Our energy systems – from electricity, to heating, cooling, cooking, and transportation fuels – are at the core of our economies, powering commerce, and industry. They are critical to achieving development goals like food security, and universal access to information and quality healthcare. So, energy systems are multidimensional and complex, and understanding these linkages is key to designing, sustainable, low-carbon futures. Over my many years as a student and practitioner in this space, I’ve found that courses on energy and the Global South can often be patronizing (though well-meaning) and often ignore the larger global, systemic issues that perpetuate such extremely different lived experiences. My goal with this course is to introduce young engineers to these complexities and this multidimensionality in ways that are authentic to our lived experience, as communities of the continent and of the diaspora. Students came from far and wide – Trinidad to Ivory Coast, Burundi to Nigeria.
Spring 2022: Took my amazing cohort to visit e-mobility company @AmpersandMotor1 today. They had a blast learning about cleantech revolutionizing the continent. To me THIS is African Union. In this photo: Nigeria, Ghana, Ivory Coast, Rwanda, Tanzania, Uganda, Kenya, Ethiopia and Jamaica.

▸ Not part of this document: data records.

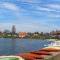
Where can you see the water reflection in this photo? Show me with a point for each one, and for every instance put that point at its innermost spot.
(13, 46)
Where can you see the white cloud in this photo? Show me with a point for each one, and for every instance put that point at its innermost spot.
(10, 6)
(44, 9)
(54, 6)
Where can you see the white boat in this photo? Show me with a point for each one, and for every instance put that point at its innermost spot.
(11, 58)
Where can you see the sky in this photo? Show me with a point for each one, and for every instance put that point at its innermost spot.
(30, 15)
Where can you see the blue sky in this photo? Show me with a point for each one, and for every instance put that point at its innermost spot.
(30, 15)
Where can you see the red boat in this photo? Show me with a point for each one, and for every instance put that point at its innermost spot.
(41, 52)
(30, 55)
(50, 49)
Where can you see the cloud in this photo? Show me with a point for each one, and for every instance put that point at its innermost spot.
(54, 16)
(9, 6)
(27, 1)
(44, 9)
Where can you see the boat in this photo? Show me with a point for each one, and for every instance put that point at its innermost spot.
(54, 46)
(30, 55)
(11, 58)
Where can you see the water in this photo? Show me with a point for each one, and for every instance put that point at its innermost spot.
(13, 46)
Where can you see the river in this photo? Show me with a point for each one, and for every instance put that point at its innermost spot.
(10, 46)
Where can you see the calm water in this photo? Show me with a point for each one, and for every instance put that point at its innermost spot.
(13, 46)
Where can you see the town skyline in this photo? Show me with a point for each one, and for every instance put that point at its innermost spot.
(30, 15)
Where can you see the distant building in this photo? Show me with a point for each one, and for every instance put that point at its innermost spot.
(22, 34)
(13, 29)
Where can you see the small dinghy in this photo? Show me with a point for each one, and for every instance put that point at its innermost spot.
(30, 55)
(11, 58)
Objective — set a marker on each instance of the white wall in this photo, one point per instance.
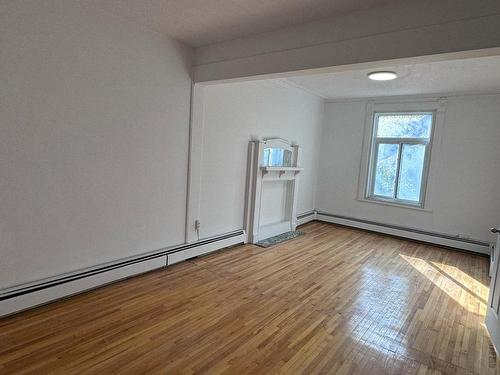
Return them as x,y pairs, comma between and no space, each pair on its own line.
465,190
236,113
94,126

I lecture this course for Carnegie Mellon University, Africa through a combination of hybrid and in-person lectures at the Kigali campus. Each year the class is full of talented engineers from all across the continent. I have designed the course to start from the basics of how we even define what is a problem or what is a solution, and who in our world holds the power to make those decisions. We move into the thermodynamics of energy, and look at the application of different technologies in the African context. There are assignments whose questions draw right froom the daily news, helping lift the theory off the pages into their homes and daily conversations. Our class time is full of rich conversation with local guest speakers who help further reinforce the technical content with their stories of being developers, researchers, or policy makers, or activists, painting a solid picture for students of what real careers look like. By the end of the course, students have taken a tour through the physics, social science, engineering, and justice of energy, with a heavy dose of critical thinking and a heavier dose of heart. Perhaps my favorite part is the one-on-one sessions I get to have with students between and after classes, where they share their aspirations or challenges, and we work through ideas together.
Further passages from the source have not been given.